Whenever possible, I try to say thank you. A word, a phone call or a quick email to express gratitude can go a long way. However, I realized recently, that I have become out of practice in the art of writing a thank you note by hand. These days, with time at a premium and the computer always in front of me, sometimes a text “thank you” is all people receive.
Stanford Professor Tina Seeling, in her recent Ted talk, The Little Risks You can Take to Increase your Luck, discusses techniques she uses to improve her luck. One of her strategies is to write daily thank you notes to everyone she has met with that day. She does this because she knows that thank you notes she has received have changed and improved her opinion of others.
And there is further evidence that a thank you note is more than worth your time. In the study, “Undervaluing Gratitude: Expressers Misunderstand the Consequences of Showing Appreciation,” published in the journal Psychological Science, the researchers analyzed both gratitude givers and receivers.
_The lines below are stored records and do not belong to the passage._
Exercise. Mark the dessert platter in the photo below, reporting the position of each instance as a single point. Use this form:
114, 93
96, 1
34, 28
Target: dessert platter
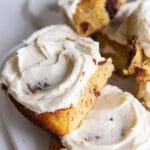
86, 82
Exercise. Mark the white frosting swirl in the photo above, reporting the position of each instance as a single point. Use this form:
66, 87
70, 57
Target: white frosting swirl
69, 6
117, 122
52, 70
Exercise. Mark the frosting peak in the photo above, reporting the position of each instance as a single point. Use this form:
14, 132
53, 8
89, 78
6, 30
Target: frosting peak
47, 73
117, 122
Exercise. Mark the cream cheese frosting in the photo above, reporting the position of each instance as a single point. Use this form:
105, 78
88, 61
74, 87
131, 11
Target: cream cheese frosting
47, 73
117, 122
69, 6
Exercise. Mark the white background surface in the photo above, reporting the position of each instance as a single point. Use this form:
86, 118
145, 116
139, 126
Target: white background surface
18, 19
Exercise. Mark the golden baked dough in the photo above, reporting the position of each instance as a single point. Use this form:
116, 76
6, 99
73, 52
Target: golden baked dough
92, 15
118, 53
55, 143
64, 121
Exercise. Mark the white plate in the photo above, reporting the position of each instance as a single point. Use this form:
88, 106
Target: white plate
22, 133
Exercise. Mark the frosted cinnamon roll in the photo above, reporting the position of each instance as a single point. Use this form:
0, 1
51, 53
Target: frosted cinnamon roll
88, 16
55, 78
116, 122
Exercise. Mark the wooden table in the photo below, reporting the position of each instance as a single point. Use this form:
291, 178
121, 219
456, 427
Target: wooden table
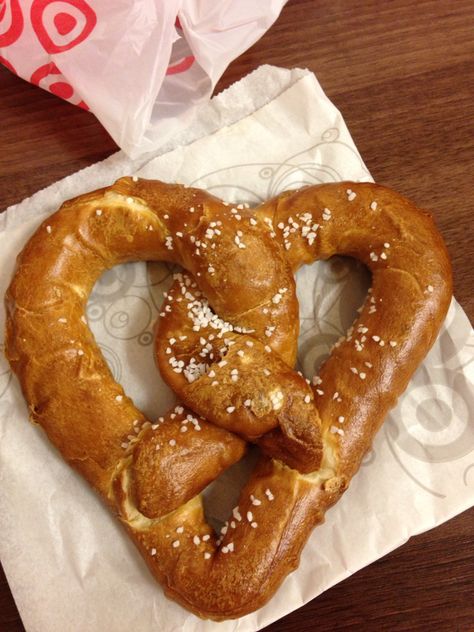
401, 72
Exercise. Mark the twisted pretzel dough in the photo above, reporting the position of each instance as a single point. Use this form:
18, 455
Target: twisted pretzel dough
226, 343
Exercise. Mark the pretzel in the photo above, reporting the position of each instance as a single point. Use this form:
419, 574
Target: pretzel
241, 291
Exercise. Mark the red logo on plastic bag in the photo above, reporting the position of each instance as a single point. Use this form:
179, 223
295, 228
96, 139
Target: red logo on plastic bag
62, 24
7, 64
49, 78
11, 22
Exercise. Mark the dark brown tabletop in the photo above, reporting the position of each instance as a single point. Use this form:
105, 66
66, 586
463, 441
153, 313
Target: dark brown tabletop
402, 73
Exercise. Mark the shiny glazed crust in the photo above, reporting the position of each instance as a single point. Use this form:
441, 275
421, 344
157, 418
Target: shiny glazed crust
226, 343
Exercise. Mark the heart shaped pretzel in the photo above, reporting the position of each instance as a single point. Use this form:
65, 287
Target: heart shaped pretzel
226, 343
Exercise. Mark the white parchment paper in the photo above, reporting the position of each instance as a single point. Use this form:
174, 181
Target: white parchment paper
68, 561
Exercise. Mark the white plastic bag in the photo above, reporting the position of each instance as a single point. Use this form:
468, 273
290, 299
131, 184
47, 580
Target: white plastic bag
141, 66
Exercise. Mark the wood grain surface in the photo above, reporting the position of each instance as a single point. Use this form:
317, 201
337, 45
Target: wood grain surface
402, 74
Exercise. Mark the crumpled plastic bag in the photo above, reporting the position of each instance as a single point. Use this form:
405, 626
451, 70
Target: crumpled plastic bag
141, 66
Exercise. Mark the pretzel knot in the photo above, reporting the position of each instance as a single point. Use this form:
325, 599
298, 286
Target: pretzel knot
226, 343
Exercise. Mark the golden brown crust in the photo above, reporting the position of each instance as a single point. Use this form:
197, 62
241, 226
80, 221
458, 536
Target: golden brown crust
242, 262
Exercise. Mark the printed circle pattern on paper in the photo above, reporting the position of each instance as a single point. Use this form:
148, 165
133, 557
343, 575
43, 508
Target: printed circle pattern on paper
11, 22
62, 24
440, 429
49, 78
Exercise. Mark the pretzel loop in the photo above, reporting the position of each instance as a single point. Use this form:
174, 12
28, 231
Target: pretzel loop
226, 344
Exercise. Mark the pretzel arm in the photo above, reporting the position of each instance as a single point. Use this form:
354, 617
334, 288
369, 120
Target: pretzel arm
230, 575
411, 289
234, 379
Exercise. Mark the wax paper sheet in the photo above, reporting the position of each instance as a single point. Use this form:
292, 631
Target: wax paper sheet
68, 561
They concluded that the gratitude givers “systematically undervalue its positive impact on recipients in a way that could keep people from expressing gratitude more often in everyday life.” What this means is that people don’t typically say “thank you” as often as they should to improve their and others overall well-being.
Although some kind of thank you better than none, a handwritten note does something that quicker thank you’s do not. It shows you have taken extra steps and that you really appreciate the gesture the meeting or the favor. In years past, after receiving gifts for birthdays or holidays, I would sit down and write ten or twenty notes in one day. I have terrible handwriting, so sometimes notes had to be written twice, but they always got done. When I was finished, I felt a sense of satisfaction, knowing I’d done the right thing.
So I’m committing to writing notes again. You should too. And we can both watch the outcome as we express heartfelt gratitude and help improve ourselves and the world in our own small way.